I'm new at python and im trying to convert a the infos in a PDF file to EXCEL.
This is my code
import tabula
from tabula.io import read_pdf
import pandas as pd
from pandas import DataFrame
path = "C:/Users/Littl/OneDrive/Área de Trabalho/app/pdf/notafiscal.pdf"
PDF = tabula.read_pdf(path, pages='all', multiple_tables=True)

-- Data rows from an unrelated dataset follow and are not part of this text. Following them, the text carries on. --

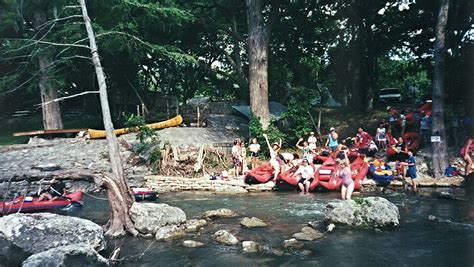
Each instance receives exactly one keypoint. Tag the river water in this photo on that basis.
(446, 241)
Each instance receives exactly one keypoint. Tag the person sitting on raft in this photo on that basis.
(254, 148)
(306, 173)
(466, 152)
(312, 141)
(346, 176)
(412, 168)
(401, 150)
(275, 161)
(331, 142)
(363, 141)
(56, 190)
(306, 149)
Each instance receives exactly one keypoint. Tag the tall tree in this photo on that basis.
(51, 110)
(259, 33)
(117, 187)
(440, 155)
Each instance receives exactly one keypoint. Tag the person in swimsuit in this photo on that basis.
(306, 150)
(275, 161)
(466, 152)
(237, 157)
(331, 142)
(254, 148)
(312, 141)
(411, 168)
(306, 173)
(346, 176)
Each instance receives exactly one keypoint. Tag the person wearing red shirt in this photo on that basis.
(363, 141)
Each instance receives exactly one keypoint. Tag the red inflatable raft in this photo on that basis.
(359, 170)
(259, 175)
(29, 204)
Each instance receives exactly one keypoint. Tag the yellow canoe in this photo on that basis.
(94, 134)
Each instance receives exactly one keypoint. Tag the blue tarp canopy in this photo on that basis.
(276, 110)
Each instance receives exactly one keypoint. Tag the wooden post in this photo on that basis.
(177, 106)
(198, 116)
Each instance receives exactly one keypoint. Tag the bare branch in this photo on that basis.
(66, 97)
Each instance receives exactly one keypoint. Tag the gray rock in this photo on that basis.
(193, 225)
(308, 234)
(224, 237)
(292, 243)
(81, 254)
(193, 244)
(170, 232)
(219, 213)
(34, 233)
(252, 222)
(250, 246)
(149, 217)
(371, 212)
(228, 189)
(330, 227)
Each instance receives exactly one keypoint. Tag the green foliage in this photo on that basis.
(149, 142)
(273, 132)
(297, 119)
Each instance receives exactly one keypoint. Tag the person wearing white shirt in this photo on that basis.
(306, 173)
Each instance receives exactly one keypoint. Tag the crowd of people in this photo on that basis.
(388, 140)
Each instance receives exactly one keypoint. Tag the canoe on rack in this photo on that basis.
(95, 134)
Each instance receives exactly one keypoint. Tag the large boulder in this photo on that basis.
(371, 212)
(229, 189)
(252, 222)
(193, 225)
(168, 233)
(80, 254)
(219, 213)
(149, 217)
(250, 246)
(224, 237)
(193, 244)
(308, 234)
(34, 233)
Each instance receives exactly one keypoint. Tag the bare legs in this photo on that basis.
(468, 161)
(346, 192)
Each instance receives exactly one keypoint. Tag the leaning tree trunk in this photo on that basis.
(116, 183)
(440, 155)
(51, 111)
(258, 62)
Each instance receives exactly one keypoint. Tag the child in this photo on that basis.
(237, 157)
(254, 148)
(306, 173)
(412, 168)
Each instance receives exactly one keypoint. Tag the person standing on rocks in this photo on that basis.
(412, 168)
(306, 173)
(274, 159)
(346, 176)
(467, 152)
(237, 157)
(312, 141)
(254, 148)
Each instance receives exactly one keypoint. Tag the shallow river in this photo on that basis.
(446, 241)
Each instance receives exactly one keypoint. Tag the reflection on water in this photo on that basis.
(448, 240)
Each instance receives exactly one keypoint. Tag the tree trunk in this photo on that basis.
(118, 191)
(51, 112)
(440, 155)
(258, 62)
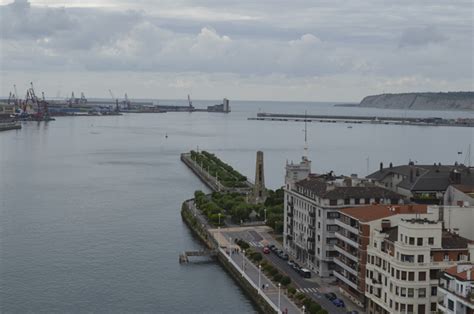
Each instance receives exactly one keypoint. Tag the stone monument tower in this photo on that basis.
(259, 190)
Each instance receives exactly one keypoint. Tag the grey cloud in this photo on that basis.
(421, 36)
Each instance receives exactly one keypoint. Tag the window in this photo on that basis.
(421, 258)
(450, 305)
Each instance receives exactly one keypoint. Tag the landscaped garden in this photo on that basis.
(226, 175)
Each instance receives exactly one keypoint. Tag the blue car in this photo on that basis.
(338, 303)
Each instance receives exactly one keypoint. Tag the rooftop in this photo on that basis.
(449, 240)
(374, 212)
(460, 271)
(435, 177)
(340, 187)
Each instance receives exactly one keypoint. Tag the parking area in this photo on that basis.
(318, 289)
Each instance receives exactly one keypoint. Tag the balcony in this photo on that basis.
(347, 253)
(340, 275)
(345, 226)
(352, 241)
(352, 268)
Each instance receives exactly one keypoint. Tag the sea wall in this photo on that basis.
(203, 234)
(421, 101)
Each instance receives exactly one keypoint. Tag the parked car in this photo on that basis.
(338, 302)
(330, 296)
(306, 273)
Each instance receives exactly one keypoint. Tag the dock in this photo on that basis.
(184, 257)
(431, 121)
(5, 126)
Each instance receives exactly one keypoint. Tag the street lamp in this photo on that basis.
(279, 285)
(259, 272)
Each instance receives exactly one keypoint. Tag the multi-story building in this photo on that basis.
(456, 286)
(353, 237)
(404, 263)
(423, 184)
(311, 208)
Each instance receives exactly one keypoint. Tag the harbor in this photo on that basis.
(428, 121)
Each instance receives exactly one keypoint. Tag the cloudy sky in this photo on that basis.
(316, 50)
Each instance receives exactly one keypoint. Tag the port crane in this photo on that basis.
(115, 100)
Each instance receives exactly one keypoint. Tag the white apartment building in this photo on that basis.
(404, 263)
(311, 208)
(456, 286)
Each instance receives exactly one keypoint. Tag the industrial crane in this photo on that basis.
(115, 100)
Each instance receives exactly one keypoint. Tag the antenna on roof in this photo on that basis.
(305, 135)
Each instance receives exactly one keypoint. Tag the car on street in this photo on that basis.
(306, 273)
(338, 302)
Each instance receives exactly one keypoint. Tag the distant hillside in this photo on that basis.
(421, 101)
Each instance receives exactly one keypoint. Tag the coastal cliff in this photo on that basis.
(421, 101)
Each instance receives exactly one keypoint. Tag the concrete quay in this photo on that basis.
(211, 181)
(9, 126)
(242, 270)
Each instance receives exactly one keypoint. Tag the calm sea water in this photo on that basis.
(89, 206)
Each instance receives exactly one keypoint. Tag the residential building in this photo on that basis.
(311, 208)
(353, 237)
(459, 195)
(456, 286)
(423, 184)
(404, 263)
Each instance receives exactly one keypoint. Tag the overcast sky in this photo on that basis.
(316, 50)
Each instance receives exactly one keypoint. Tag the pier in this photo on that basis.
(432, 121)
(213, 182)
(9, 126)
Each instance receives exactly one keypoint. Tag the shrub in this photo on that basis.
(291, 290)
(256, 256)
(314, 308)
(300, 296)
(285, 280)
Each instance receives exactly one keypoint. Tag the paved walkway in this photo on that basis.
(272, 292)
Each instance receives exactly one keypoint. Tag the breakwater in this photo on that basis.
(433, 121)
(200, 230)
(10, 126)
(211, 181)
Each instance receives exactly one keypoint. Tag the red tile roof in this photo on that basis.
(374, 212)
(462, 275)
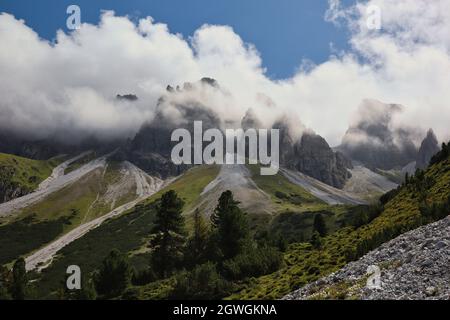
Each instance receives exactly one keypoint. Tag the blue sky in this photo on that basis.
(283, 31)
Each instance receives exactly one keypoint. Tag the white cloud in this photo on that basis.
(47, 88)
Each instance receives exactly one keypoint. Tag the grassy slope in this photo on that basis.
(25, 173)
(57, 214)
(295, 208)
(128, 233)
(305, 264)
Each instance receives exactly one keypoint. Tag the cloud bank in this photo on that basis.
(69, 87)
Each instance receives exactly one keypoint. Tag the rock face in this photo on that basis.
(151, 148)
(428, 148)
(373, 140)
(315, 158)
(311, 155)
(414, 265)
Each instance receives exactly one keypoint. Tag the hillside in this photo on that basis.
(20, 176)
(404, 209)
(73, 200)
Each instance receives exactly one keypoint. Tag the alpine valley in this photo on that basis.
(141, 227)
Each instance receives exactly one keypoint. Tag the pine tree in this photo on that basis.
(316, 240)
(114, 275)
(169, 234)
(230, 225)
(198, 244)
(319, 225)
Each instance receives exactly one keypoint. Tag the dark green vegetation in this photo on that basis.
(422, 199)
(20, 176)
(14, 283)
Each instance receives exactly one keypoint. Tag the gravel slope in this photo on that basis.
(145, 187)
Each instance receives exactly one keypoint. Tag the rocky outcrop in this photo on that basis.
(311, 155)
(428, 149)
(151, 148)
(315, 158)
(414, 265)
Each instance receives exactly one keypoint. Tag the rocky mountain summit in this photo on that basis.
(374, 141)
(428, 148)
(415, 265)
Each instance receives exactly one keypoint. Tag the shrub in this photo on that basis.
(203, 282)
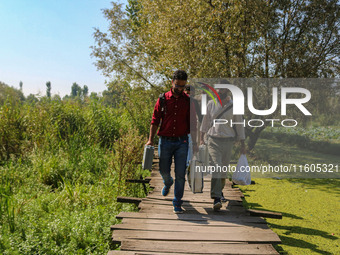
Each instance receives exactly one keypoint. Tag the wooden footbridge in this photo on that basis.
(155, 229)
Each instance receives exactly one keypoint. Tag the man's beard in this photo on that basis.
(224, 96)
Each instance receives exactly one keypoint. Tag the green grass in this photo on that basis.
(274, 153)
(310, 207)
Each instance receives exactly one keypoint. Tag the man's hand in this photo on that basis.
(243, 147)
(149, 143)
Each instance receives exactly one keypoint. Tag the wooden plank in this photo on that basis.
(250, 237)
(137, 181)
(266, 214)
(187, 206)
(195, 248)
(188, 202)
(189, 228)
(192, 217)
(193, 198)
(145, 253)
(201, 224)
(168, 209)
(133, 200)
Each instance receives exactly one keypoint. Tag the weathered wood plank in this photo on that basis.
(192, 217)
(133, 200)
(201, 247)
(137, 181)
(266, 214)
(193, 198)
(188, 202)
(144, 253)
(190, 228)
(207, 210)
(250, 237)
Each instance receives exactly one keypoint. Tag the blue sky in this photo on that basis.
(49, 41)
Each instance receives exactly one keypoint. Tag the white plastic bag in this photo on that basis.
(195, 176)
(242, 174)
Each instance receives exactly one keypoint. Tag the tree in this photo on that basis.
(266, 39)
(48, 89)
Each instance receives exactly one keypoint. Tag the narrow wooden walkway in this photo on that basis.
(155, 229)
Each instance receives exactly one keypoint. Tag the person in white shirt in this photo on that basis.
(220, 141)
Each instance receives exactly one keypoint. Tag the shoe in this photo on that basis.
(223, 199)
(178, 209)
(217, 204)
(165, 191)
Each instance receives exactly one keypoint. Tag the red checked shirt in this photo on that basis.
(176, 118)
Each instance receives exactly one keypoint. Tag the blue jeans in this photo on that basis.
(178, 149)
(190, 150)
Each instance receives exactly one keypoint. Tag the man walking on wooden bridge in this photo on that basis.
(172, 111)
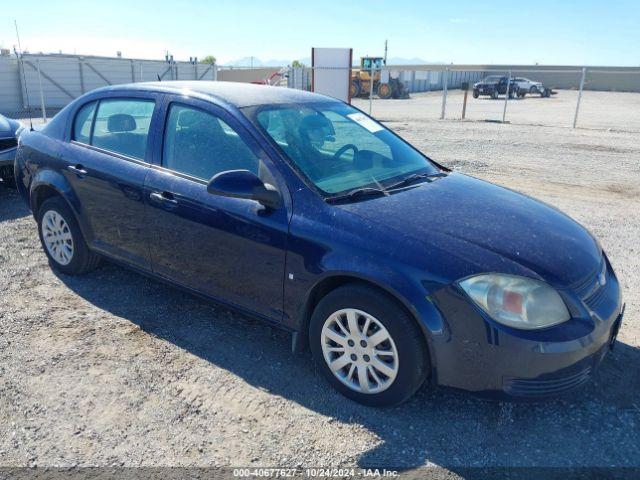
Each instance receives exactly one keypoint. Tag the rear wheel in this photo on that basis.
(62, 239)
(368, 347)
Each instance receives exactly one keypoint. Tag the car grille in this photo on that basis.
(7, 143)
(542, 387)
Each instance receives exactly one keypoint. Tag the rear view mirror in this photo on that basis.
(244, 184)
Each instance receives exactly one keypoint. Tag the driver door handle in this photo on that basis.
(78, 170)
(164, 198)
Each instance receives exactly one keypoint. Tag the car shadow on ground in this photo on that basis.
(600, 426)
(11, 207)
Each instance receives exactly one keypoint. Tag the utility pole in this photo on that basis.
(385, 51)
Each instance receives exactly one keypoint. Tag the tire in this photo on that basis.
(355, 89)
(57, 223)
(406, 358)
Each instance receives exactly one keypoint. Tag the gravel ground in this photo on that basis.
(115, 369)
(598, 110)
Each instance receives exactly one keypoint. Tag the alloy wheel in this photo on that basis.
(359, 351)
(57, 237)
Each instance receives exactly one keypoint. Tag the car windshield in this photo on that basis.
(338, 148)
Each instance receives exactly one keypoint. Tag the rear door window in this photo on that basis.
(200, 144)
(122, 126)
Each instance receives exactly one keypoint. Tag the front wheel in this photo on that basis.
(62, 239)
(368, 347)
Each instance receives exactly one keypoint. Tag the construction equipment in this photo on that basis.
(361, 80)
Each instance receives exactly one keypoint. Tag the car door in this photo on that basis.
(228, 248)
(106, 164)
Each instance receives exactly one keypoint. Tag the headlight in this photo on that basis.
(517, 302)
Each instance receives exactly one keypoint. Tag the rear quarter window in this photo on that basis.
(82, 123)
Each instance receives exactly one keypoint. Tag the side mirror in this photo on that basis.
(244, 184)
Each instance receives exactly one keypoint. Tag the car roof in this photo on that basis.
(233, 93)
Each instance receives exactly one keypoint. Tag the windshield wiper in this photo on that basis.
(357, 192)
(414, 178)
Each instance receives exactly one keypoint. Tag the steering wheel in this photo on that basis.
(344, 148)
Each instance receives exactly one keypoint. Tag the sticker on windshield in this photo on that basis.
(364, 121)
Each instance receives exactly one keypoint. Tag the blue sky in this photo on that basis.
(584, 32)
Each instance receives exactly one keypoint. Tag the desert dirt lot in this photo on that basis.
(115, 369)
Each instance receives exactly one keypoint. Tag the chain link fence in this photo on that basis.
(592, 97)
(41, 85)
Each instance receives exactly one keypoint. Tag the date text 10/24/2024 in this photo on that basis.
(314, 472)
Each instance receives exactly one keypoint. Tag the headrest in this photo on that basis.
(189, 118)
(316, 121)
(121, 122)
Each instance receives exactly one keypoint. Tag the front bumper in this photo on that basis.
(490, 359)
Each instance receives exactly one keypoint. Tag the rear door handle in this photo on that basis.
(78, 170)
(164, 198)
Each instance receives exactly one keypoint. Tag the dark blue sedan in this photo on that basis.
(9, 132)
(305, 212)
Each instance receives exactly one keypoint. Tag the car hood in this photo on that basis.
(8, 127)
(485, 228)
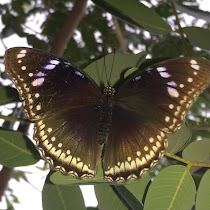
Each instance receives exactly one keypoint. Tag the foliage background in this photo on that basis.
(78, 31)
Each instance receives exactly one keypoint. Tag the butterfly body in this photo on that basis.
(75, 121)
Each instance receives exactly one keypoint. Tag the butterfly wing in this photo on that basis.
(60, 99)
(149, 105)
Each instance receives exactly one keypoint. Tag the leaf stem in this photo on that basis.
(180, 30)
(188, 162)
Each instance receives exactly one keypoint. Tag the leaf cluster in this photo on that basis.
(153, 29)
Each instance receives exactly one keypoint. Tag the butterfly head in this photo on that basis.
(109, 90)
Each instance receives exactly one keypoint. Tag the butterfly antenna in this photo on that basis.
(105, 66)
(112, 66)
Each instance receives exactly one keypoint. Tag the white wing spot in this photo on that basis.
(55, 62)
(38, 107)
(172, 83)
(37, 95)
(165, 74)
(129, 158)
(181, 85)
(171, 106)
(173, 92)
(138, 153)
(189, 79)
(167, 118)
(49, 130)
(23, 52)
(151, 140)
(49, 67)
(53, 138)
(37, 82)
(23, 68)
(60, 145)
(161, 68)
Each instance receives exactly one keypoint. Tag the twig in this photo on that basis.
(119, 35)
(199, 128)
(67, 30)
(180, 30)
(5, 175)
(188, 162)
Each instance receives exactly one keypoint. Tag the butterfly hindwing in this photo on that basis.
(156, 101)
(60, 98)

pdf_out_xlsv = "C:/Users/Littl/OneDrive/Área de Trabalho/app/pdf"
PDF = pd.DataFrame(PDF)
PDF.to_excel(pdf_out_xlsv, index=False)
print("Done")
and thats the error
Traceback (most recent call last):
File "c:\Users\Littl\OneDrive\Área de Trabalho\app\app.py", line 12, in
PDF = pd.DataFrame(PDF)
^^^^^^^^^^^^^^^^^
File "C:\Users\Littl\AppData\Local\Programs\Python\Python311\Lib\site-packages\pandas\core\frame.py", line 798, in init
mgr = ndarray_to_mgr(
^^^^^^^^^^^^^^^
File "C:\Users\Littl\AppData\Local\Programs\Python\Python311\Lib\site-packages\pandas\core\internals\construction.py", line 320, in ndarray_to_mgr
values = _prep_ndarraylike(values, copy=copy_on_sanitize)
^^^^^^^^^^^^^^^^^^^^^^^^^^^^^^^^^^^^^^^^^^^^^^^^
File "C:\Users\Littl\AppData\Local\Programs\Python\Python311\Lib\site-packages\pandas\core\internals\construction.py", line 553, in _prep_ndarraylike
values = np.array([convert(v) for v in values])
^^^^^^^^^^^^^^^^^^^^^^^^^^^^^^^^^^^^^^
ValueError: setting an array element with a sequence. The requested array has an inhomogeneous shape after 1 dimensions. The detected shape was (7,) + inhomogeneous part.